Одиночество, которого искал маэстро, было ему необходимо для обретения душевного равновесия. Его застенчивость проявлялась особенно сильно, когда он впервые сталкивался с каким-нибудь незнакомым человеком. Он был неловок, робок в такие минуты, очень смущен, не знал, как начать разговор. Обычно, стараясь нарушить неловкое молчание, которое неизбежно возникало в таких ситуациях, он прибегал к помощи музыки, обращая внимание на то или иное место в партитуре или вспоминая какой-нибудь любопытный эпизод. Он стеснялся даже в общении со своими внуками. Об отношениях. с дедом рассказывает Вальфредо, сын Вальтера:
«Он постоянно интересовался, чем я занят или что рисую. И не только мной интересовался, но и внучками — Эмануэлой и Соней. Однако беседа не всегда завязывалась, потому что я был немного робок. Когда в Ривердейле все уходили из дома — кто за покупками, кто на работу, — я оставался дома с дедушкой. Огромный стол был накрыт для завтрака только для нас двоих… Семидесятипятилетний старик и десятилетний мальчик… Пока мы ели, помнится, я мучился: о чем бы поговорить, чем бы развлечь его? Убежден, что и он думал о том же: что сказать, чтобы было интересно… Так возникало молчание, во время которого каждый из нас время от времени смотрел на другого и улыбался.
У дедушки был чисто итальянский взгляд на семью, и он хотел, Чтобы в рождество или на Новый год все находились дома. На великолепные обеды, которые устраивала бабушка, мы, дети, допускались вместе со взрослыми…»
И в общении с близкими он был застенчив. Бывали, конечно, и дома вспышки гнева, но как только представлялась возможность, он старался уйти и никого не беспокоить.
Другая сторона в характере Тосканини — строгость к самому себе: он был придирчив не только к чужим промахам, но главным образом к своим ошибкам. Личия Альбанезе (сопрано) рассказывает такой случай:
«Всякий раз, когда я пела у него дома, сердце мое отчаянно билось. В Ривердейле мы вместе работали над „Травиатой“ и „Богемой“. И он говорил мне: „Знаешь, этот пассаж плохо звучал, когда мы передавали оперу по радио“. — „Но почему, маэстро?“ Он садился за рояль и играл. „Вот такой был темп, такой“, — показывал он. Он критиковал самого себя, о чем слушатели никогда и не подозревали. Он повторял „Творить надо бесконечно, я никогда не бываю доволен результатами своей работы“».
Когда Тосканини ошибался, он признавал это с большим смирением.
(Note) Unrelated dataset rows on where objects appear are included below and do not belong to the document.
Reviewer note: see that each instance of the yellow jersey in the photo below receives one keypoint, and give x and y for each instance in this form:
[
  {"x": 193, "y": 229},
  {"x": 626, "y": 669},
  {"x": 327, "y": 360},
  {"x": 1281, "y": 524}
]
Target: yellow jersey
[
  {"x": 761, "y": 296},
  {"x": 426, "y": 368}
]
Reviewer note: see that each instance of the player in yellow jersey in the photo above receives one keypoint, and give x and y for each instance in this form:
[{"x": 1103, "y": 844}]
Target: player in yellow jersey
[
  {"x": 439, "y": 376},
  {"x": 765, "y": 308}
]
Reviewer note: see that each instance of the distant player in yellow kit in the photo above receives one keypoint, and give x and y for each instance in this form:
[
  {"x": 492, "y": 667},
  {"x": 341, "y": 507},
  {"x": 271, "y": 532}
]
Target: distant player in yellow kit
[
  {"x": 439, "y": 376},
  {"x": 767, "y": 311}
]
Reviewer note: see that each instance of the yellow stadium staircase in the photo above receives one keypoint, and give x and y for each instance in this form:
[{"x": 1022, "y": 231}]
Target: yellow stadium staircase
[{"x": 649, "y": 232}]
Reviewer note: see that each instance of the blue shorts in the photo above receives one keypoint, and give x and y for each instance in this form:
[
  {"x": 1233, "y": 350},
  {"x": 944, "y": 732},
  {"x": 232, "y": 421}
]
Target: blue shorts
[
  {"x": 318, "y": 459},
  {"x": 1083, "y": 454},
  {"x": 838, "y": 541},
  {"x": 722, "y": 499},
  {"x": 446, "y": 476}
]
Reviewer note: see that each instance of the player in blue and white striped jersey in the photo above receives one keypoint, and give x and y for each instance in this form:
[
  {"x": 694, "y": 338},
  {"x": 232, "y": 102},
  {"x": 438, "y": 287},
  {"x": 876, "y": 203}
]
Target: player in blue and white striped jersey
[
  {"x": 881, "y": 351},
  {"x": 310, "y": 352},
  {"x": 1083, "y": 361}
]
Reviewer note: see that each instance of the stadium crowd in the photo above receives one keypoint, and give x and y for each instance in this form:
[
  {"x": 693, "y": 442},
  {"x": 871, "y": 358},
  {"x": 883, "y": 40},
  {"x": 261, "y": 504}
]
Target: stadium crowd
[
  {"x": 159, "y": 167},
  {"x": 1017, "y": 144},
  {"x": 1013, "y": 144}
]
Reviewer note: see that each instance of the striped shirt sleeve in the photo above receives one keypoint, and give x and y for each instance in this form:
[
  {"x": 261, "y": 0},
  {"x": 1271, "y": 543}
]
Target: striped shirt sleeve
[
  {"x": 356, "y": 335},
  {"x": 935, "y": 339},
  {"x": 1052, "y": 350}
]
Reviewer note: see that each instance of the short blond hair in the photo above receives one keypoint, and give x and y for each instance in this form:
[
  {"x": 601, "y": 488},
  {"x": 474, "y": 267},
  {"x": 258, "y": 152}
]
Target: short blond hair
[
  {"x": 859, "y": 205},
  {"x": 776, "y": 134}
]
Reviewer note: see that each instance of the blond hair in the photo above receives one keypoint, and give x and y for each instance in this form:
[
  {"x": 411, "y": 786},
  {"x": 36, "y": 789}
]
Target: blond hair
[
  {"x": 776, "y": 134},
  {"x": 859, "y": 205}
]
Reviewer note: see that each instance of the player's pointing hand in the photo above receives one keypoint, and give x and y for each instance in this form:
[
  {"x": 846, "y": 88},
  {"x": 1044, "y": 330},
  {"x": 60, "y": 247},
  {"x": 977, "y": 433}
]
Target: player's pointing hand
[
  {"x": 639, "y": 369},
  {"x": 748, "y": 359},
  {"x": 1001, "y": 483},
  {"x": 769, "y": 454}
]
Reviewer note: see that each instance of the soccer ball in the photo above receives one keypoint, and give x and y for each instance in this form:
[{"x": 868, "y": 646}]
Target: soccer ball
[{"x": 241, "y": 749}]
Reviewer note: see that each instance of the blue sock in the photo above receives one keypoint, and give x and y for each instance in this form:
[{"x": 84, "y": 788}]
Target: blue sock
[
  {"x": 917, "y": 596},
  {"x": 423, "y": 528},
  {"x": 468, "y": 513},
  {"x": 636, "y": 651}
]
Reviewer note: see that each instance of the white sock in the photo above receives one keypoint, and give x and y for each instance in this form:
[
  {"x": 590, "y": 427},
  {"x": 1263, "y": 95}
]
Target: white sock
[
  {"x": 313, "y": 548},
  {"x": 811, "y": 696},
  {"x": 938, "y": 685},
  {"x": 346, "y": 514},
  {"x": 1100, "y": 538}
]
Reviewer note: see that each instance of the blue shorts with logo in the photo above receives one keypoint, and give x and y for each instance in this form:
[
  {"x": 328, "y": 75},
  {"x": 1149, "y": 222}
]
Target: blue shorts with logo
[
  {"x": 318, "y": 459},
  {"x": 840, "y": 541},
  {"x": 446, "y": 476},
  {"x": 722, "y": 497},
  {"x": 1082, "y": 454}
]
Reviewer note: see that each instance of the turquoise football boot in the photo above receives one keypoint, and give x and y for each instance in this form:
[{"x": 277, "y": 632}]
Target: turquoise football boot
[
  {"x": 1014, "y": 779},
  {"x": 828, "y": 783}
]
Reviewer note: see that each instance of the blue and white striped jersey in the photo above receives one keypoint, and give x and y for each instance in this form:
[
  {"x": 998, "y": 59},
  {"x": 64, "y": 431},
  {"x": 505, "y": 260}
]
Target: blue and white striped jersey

Эцио Пинца рассказывал дирижеру Юджину Орманди об одном эпизоде в «Ла Скала»:
«Что-то, по-видимому, произошло, и это вывело его из себя, потому что все мы заметили, как он, дирижируя, повторял про себя: „Позор! Позор!“ И чем громче он говорил „Позор!“, тем сильнее мы пугались. Это сказывалось и на пении: каждый из нас допустил какую-нибудь ошибку. Когда акт закончился, все мы собрались в одной из комнат за кулисами, спрашивая друг у друга, кто в чем виноват. Вдруг дверь резко распахнулась, вошел маэстро: „Позор вам, вам и вам“, — сказал он, показывая на каждого из солистов. Мы опустили головы. Но секунду спустя дверь снова раскрылась: „Позор и дирижеру!“ — гневно крикнул маэстро и захлопнул дверь».